Appeal by the defendant from an order of the Supreme Court, Queens County (Koenderman, J.), dated June 25, 2012, which, after a hearing, designated him a level two sex offender pursuant to Correction Law article 6-C.
Ordered that the order is affirmed, without costs or disbursements.
Contrary to the defendant’s contention, in determining his risk level under the Sex Offender Registration Act (Correction Law art 6-C), the Supreme Court properly assessed 20 points against him under risk factor 4 for engaging in a continuing course of sexual misconduct against the victim. Here, the sworn felony complaint constituted “reliable hearsay” (People v Mingo, 12 NY3d 563, 576 [2009]; see People v Patronick, 117 AD3d 1018, 1019 [2014]; People v Townsend, 60 AD3d 655, 656 [2009]) and provided clear and convincing evidence to warrant the assessment of the challenged points (see Sex Offender Registration Act: Risk Assessment Guidelines and Commentary at 10 [2006]; People v Patronick, 117 AD3d 1018, 1019 [2014]).

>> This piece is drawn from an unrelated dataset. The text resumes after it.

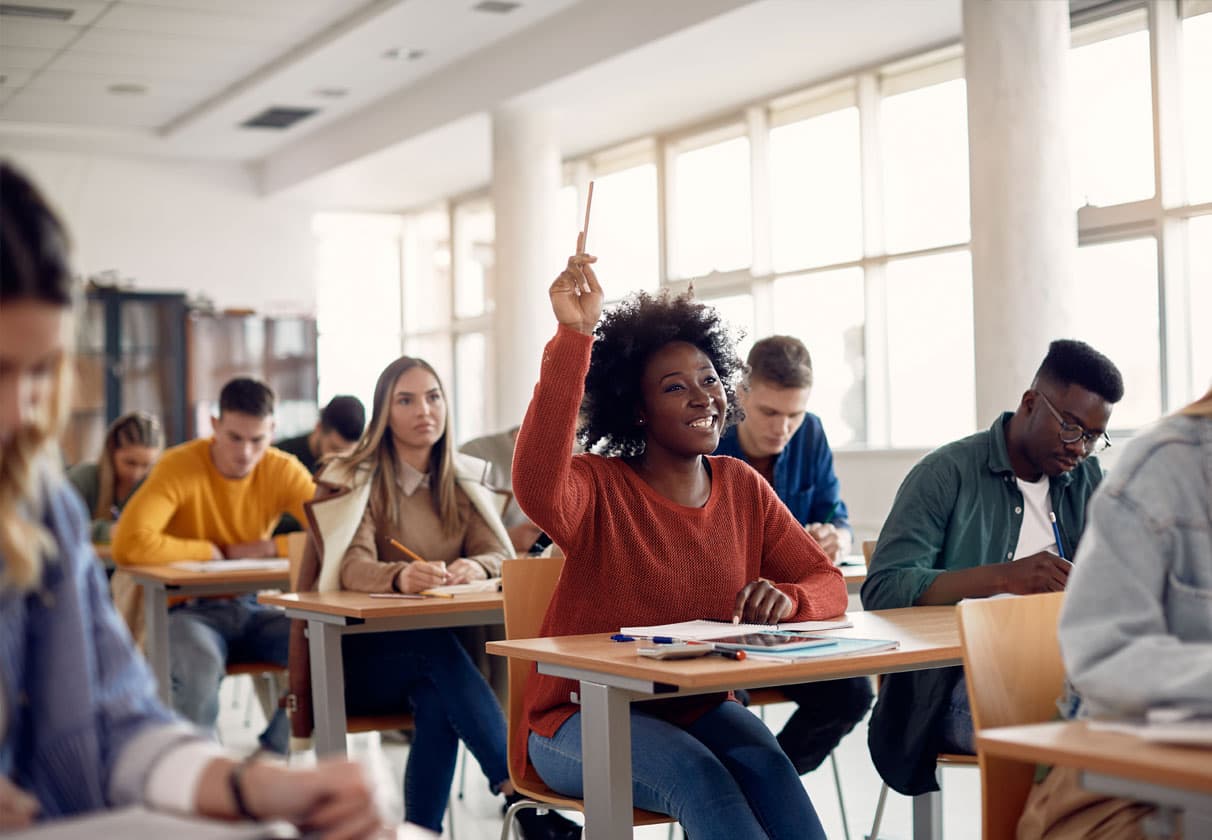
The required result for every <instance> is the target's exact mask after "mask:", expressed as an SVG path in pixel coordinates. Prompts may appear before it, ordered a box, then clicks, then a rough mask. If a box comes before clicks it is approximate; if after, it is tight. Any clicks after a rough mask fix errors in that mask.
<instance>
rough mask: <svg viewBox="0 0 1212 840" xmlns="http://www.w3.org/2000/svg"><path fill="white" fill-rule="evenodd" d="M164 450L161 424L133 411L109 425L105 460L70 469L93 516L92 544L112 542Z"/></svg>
mask: <svg viewBox="0 0 1212 840" xmlns="http://www.w3.org/2000/svg"><path fill="white" fill-rule="evenodd" d="M162 448H164V432H162V430H161V429H160V421H158V419H156V418H155V417H153V416H151V415H149V413H147V412H144V411H132V412H130V413H127V415H122V416H121V417H119V418H118V419H115V421H114V422H113V423H110V424H109V429H107V430H105V442H104V445H103V446H102V452H101V458H98V459H97V461H96V462H81V463H79V464H75V465H74V467H72V469H69V470H68V481H70V482H72V485H73V486H74V487H75V488H76V491H78V492H79V493H80V498H82V499H84V504H85V507H86V508H88V512H90V514H91V516H92V528H91V535H92V542H95V543H108V542H109V536H110V532H112V531H113V530H114V522H115V521H118V515H119V514H120V513H121V512H122V508H124V507H125V505H126V501H127V499H128V498H130V497H131V495H133V493H135V490H136V488H137V487H138V486H139V482H142V481H143V479H144V478H147V474H148V473H149V472H150V470H151V465H153V464H154V463H155V459H156V458H159V457H160V450H162Z"/></svg>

The defendant failed to preserve his contention that a downward departure from the presumptive risk level was warranted (see People v Estrella, 90 AD3d 879 [2011]; People v Spring, 83 AD3d 1028 [2011]; People v Iorio, 74 AD3d 1306, 1307 [2010]). In any event, under the circumstances of this case, the defendant’s age did not warrant a downward departure from his presumptive risk level (see People v Lucius, 122 AD3d 819, 820 [2014]; People v Grubbs, 107 AD3d 771, 773 [2013]; People v Harris, 93 AD3d 704, 706 [2012]), and the remaining factors upon which he relied were already taken into account by the Guidelines (see People v Torres, 124 AD3d 744 [2015]; see generally People v Gillotti, 23 NY3d 841, 861 [2014]).
Accordingly, the defendant was properly designated a level two sex offender.
Skelos, J.P., Dillon, Austin and Hinds-Radix, JJ., concur.